## Domain Specific Sythetic Data

source code for the "Domain-Specific Data Synthesis for LLMs through Minimal Sufficient Representation Learning"

### Abstract 
Large Language Models have demonstrated remarkable progress in general-purpose capabilities and can achieve strong performance in specific domains through fine-tuning on domain-specific data. However, acquiring high-quality data for target domains remains a significant challenge. Existing data synthesis approaches heavily rely on explicit domain descriptions expressed in natural language and careful prompt engineering, limiting their applicability in real-world scenarios where domains are difficult to describe or formally articulate. In this work, we tackle the underexplored problem of domain-specific data synthesis under implicit supervision, where the target domain is defined only through a small set of reference examples.

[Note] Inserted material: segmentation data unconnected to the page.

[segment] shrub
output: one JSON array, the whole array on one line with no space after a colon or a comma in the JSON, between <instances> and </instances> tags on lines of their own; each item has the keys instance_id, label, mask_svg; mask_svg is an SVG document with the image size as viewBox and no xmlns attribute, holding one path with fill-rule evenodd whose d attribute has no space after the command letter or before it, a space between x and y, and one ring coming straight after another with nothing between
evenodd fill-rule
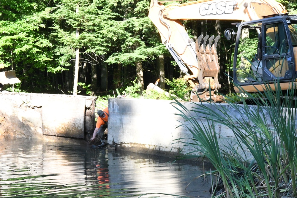
<instances>
[{"instance_id":1,"label":"shrub","mask_svg":"<svg viewBox=\"0 0 297 198\"><path fill-rule=\"evenodd\" d=\"M181 126L187 128L193 136L191 140L184 140L185 145L203 153L216 168L215 172L210 173L219 178L215 184L218 187L214 188L213 197L272 198L297 196L297 103L294 90L290 89L284 94L279 82L274 83L276 91L265 86L267 91L256 94L238 88L254 105L247 105L244 98L237 95L232 96L235 99L226 96L229 100L225 102L229 107L210 101L210 108L200 103L188 110L177 101L174 102L179 105L180 108L177 108L179 115L185 121ZM291 87L294 86L292 84ZM230 102L237 100L243 104ZM230 113L230 106L236 110L238 115L236 116ZM204 123L197 120L198 115L201 114L204 115L201 117L206 119ZM214 127L217 123L228 127L234 133L233 140L237 143L227 145L228 151L219 148L219 135ZM247 149L253 158L250 161L239 154L239 150ZM223 186L220 189L220 183Z\"/></svg>"}]
</instances>

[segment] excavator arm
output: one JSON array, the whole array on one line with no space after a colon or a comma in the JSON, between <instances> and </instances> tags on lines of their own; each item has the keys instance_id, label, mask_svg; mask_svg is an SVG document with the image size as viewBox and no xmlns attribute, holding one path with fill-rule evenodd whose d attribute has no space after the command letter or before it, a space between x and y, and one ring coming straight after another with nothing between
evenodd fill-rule
<instances>
[{"instance_id":1,"label":"excavator arm","mask_svg":"<svg viewBox=\"0 0 297 198\"><path fill-rule=\"evenodd\" d=\"M148 17L159 30L162 42L185 74L184 79L193 87L193 101L207 100L211 96L215 102L222 100L215 94L221 87L218 80L219 66L217 52L219 37L202 35L195 43L181 20L247 21L286 12L284 7L274 0L201 0L166 6L162 4L169 1L172 1L151 0Z\"/></svg>"}]
</instances>

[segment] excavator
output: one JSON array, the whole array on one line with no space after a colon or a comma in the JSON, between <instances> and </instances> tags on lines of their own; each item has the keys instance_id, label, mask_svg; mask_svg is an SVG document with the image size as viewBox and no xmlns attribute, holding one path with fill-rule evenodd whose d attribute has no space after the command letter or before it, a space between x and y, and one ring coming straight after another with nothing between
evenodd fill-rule
<instances>
[{"instance_id":1,"label":"excavator","mask_svg":"<svg viewBox=\"0 0 297 198\"><path fill-rule=\"evenodd\" d=\"M193 87L192 101L223 100L217 94L221 86L217 50L220 37L201 35L194 42L183 20L238 20L232 24L237 31L227 29L225 34L228 39L236 37L233 61L236 92L240 93L241 89L263 91L267 84L275 87L272 85L276 81L282 90L296 86L297 16L289 15L281 4L274 0L168 3L172 1L151 0L148 17L185 74L184 79Z\"/></svg>"}]
</instances>

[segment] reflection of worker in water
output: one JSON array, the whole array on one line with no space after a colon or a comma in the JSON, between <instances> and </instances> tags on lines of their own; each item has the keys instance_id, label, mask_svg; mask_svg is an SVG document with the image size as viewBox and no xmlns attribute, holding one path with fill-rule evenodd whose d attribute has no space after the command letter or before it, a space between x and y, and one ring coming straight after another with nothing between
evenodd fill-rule
<instances>
[{"instance_id":1,"label":"reflection of worker in water","mask_svg":"<svg viewBox=\"0 0 297 198\"><path fill-rule=\"evenodd\" d=\"M107 166L108 166L108 165ZM105 166L103 165L101 166ZM107 189L110 188L109 185L108 185L109 183L108 169L107 167L100 167L100 165L99 164L96 165L96 167L97 167L98 183L100 184L98 187L104 188Z\"/></svg>"},{"instance_id":2,"label":"reflection of worker in water","mask_svg":"<svg viewBox=\"0 0 297 198\"><path fill-rule=\"evenodd\" d=\"M94 130L93 133L93 137L91 138L91 140L92 141L95 140L97 133L99 138L100 138L101 141L101 144L99 145L98 147L102 147L106 146L107 144L106 142L105 137L104 135L104 132L107 128L107 124L108 121L108 107L104 109L103 111L100 110L98 110L97 112L99 117L97 119L97 123L96 123L96 128Z\"/></svg>"}]
</instances>

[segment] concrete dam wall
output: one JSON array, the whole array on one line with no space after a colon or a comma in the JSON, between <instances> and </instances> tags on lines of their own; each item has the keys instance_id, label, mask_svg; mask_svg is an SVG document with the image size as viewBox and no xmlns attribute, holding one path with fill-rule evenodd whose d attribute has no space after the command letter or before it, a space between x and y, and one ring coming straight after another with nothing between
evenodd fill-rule
<instances>
[{"instance_id":1,"label":"concrete dam wall","mask_svg":"<svg viewBox=\"0 0 297 198\"><path fill-rule=\"evenodd\" d=\"M32 137L71 143L88 142L95 127L95 97L0 92L0 135ZM192 142L187 122L177 114L180 107L172 101L142 99L108 100L108 142L112 149L160 155L197 153L183 142ZM188 109L196 104L181 102ZM209 106L208 103L203 104ZM236 110L221 104L228 113L240 117ZM251 111L256 110L251 105ZM218 111L218 112L219 112ZM206 123L205 115L192 115L198 123ZM241 118L244 121L244 117ZM271 123L268 123L271 124ZM225 126L214 123L220 148L233 145L234 134ZM191 142L192 141L192 142ZM238 151L251 157L247 151Z\"/></svg>"},{"instance_id":2,"label":"concrete dam wall","mask_svg":"<svg viewBox=\"0 0 297 198\"><path fill-rule=\"evenodd\" d=\"M108 143L138 152L176 155L179 153L193 152L193 154L201 155L195 152L192 147L185 147L182 142L193 142L191 140L193 136L186 128L178 127L187 123L181 116L176 115L180 113L178 109L181 107L172 102L148 99L109 99ZM181 103L188 109L197 107L193 102ZM210 108L209 104L203 103ZM220 103L219 105L227 108L230 115L240 117L236 110L229 105ZM251 110L254 110L253 108L251 105ZM192 115L197 118L198 123L206 123L206 119L203 118L205 115ZM220 148L228 149L226 146L233 143L234 135L230 129L218 123L211 127L215 129L217 133ZM244 153L249 159L252 157L247 151L238 151L241 154Z\"/></svg>"},{"instance_id":3,"label":"concrete dam wall","mask_svg":"<svg viewBox=\"0 0 297 198\"><path fill-rule=\"evenodd\" d=\"M94 130L96 98L0 92L0 135L59 137L58 141L70 142L84 140Z\"/></svg>"}]
</instances>

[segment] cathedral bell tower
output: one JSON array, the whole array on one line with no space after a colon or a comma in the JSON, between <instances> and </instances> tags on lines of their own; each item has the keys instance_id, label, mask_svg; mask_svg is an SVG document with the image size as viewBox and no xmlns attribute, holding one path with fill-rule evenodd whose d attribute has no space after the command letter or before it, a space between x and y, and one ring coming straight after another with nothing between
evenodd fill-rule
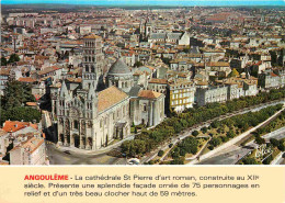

We propose a novel framework, DOMINO, that learns a minimal sufficient domain representation from reference samples and leverages it to guide the generation of domain-aligned synthetic data. DOMINO integrates prompt tuning with a contrastive disentanglement objective to separate domain-level patterns from sample-specific noise, mitigating overfitting while preserving core domain characteristics. Theoretically, we prove that DOMINO expands the support of the synthetic data distribution, ensuring greater diversity. Empirically, we demonstrate its effectiveness and robustness across domains lacking explicit textual definitions. This work establishes a new paradigm for domain-specific data synthesis, enabling practical and scalable domain adaptation without the need for manual prompt design or natural language domain specifications.


### Code
**Note that the code is still being organized and refactored and will be fully open-sourced.**

Source code consists of two parts:
1. The first part involves using only the public soft token to represent the domain, and then leveraging the public soft token (domain-level) to guide the LLM in synthesizing domain data.

2. The second part uses the minimal sufficient representation to represent the domain (with contrastive loss training), which includes both the domain-level soft token and the sample-level soft tokens. Finally, the domain-level soft token is used to guide the LLM to synthesize domain data.